When the Bosun was gone Crowe sat back in his chair and heaved a long sigh. It had certainly come to something when orbiting around Mars – pretty much Earth’s back yard – was enough to leave some of the crew feeling exposed. But this crew had seen a lot, maybe even too much. The Massacre at
Baden, Kite String, the defeat at and retreat from Junction – they been in the thick of it – and all in little more than a year. They’d seen the Nameless spring surprise after surprise on them: jump in capability far closer to a planet than any human ship could manage, FTL sensors, mass driver missiles and most recently fighters. It was no wonder that in the minds of too many, the Nameless were becoming less a military opponent and more an all-powerful bogeyman. We need a victory, and we need it soon, Crowe thought. He then smiled unhappily to himself. The next battle would be fought in the skies above Earth and if they didn’t win that one – well, that would be the end of all humanity’s problems.

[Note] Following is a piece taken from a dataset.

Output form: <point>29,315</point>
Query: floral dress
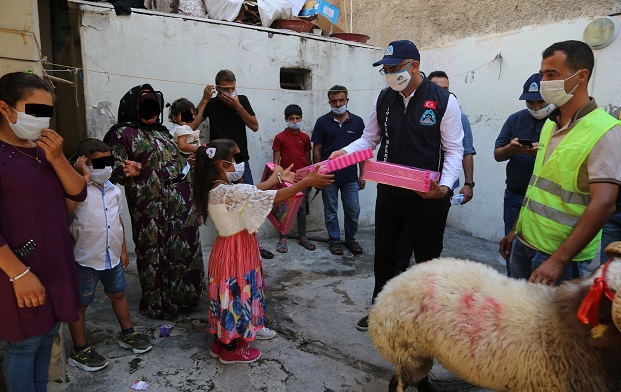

Turning his chair, Crowe stared at the hologram being projected against the cabin wall. The powerful cameras mounted on
Deimos
’s outer hull could make out robots far below, hard at work darkening the surface and pumping out CO2. There weren’t many people on Mars – less than two thousand, all part of what was usually referred to as The Great Experiment. But now as the human race contracted inwards, back towards the world of its birth, it was being abandoned. Around Saturn the forces of planetary defence were being strengthened, while the orbital hydrogen processing facilities were being evacuated of all but the few brave souls willing to remain behind to form skeleton crews. The rest headed for Earth to be with their families.